Once viewed with scepticism, the discussion around climate change and securing a sustainable energy pathway to net zero has now become the accepted mainstream view, according to the CEO of Masdar.

Founded 16 years ago, the UAE-owned renewable energy firm has a presence in 40 countries, with a capacity of 20gw, made up of operational projects or those under construction, secured or committed.

At a panel discussion at Abu Dhabi Sustainability Week (ADSW), Mohamed Al Ramahi said: “Our ultimate objective is to grow our capacity in the next seven years up to 100gw.”

He added that today’s level of climate change recognition was an alien concept when he first joined the renewable energy giant.

“When Masdar started, people would laugh at us,” he said. “They would say, ‘what are you doing?’ That was the case not only for our region, nobody knew. 

“People were still thinking, ‘what are they talking about?’ when scientists said the ice is melting and the sea levels are going to rise. Today everyone believes climate change is real.”

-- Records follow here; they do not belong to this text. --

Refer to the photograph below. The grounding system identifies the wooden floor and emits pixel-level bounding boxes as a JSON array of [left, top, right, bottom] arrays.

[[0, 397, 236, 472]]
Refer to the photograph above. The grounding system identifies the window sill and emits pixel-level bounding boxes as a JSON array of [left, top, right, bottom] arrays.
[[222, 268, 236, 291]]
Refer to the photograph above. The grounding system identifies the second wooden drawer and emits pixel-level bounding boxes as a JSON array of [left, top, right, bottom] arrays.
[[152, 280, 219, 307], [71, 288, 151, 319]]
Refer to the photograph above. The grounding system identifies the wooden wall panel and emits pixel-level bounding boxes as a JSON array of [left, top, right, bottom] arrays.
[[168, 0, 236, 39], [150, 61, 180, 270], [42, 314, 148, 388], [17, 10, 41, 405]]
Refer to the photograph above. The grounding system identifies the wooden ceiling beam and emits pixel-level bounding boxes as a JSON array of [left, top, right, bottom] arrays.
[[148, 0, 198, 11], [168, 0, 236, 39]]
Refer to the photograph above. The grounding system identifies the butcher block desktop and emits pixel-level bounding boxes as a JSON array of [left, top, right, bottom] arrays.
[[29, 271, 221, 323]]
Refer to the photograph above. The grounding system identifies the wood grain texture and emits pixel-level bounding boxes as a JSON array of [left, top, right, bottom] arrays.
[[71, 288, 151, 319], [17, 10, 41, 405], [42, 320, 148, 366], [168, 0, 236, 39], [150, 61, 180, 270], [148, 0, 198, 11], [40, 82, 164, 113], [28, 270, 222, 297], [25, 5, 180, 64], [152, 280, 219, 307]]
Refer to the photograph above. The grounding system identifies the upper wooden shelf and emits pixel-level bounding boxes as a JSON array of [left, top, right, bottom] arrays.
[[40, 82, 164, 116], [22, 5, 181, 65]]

Acceptance and inclusion has helped Masdar on its expansion journey. “It’s never been easy, but the momentum and commitment are there,” said Al Ramahi.

Masdar is a partner in the Energy Transition Accelerator Financing Platform, the money arm of the International Renewable Energy Agency, aimed at mobilising capital to scale up funding in developing countries by 2030.

Following an agreement signed at Cop27 in Egypt last year, Masdar intends to contribute a potential investment of up to $200 million in the programme and joins founding partner Abu Dhabi Fund for Development (ADFD), which has already anchored an investment of $400 million.

Also on the ADSW discussion panel was Agnès Pannier-Runacher, minister for energy transition in France which, as an EU member has committed to reducing CO2 emissions by 55 percent by 2030.

“[The commitment] is demanding but it will push us to accelerate into investing and to send the right signals to the private market,” Pannier-Runacher said.

“We believe this is the right plan if we want to be ready by 2030 and to be at net zero carbon by 2050.”

Dr. Sultan Al Jaber, who was last week named president of Cop28, this year’s UN climate summit to be held in Dubai, said at the Atlantic Council Global Energy Forum this weekend that finance reforms were needed because the world was “way off track” to reach the goals of the 2015 Paris climate accord.

Al Jaber, also CEO of state-owned oil giant Adnoc, said he wants Cop28 to be “practical” and “leave no one behind”.

Lorenzo Simonelli, CEO of oil field services company Baker Hughes, said partnerships between the public and private sector were crucial to deliver success.

“Technology will not be the obstacle – we’ve been involved in hydrogen since the 1960s, and in compression for over 80 years,” he said. 

“But we need the right government policies and NGOs understanding of what it actually means to have a decline in emissions versus going from emissions to no emissions.”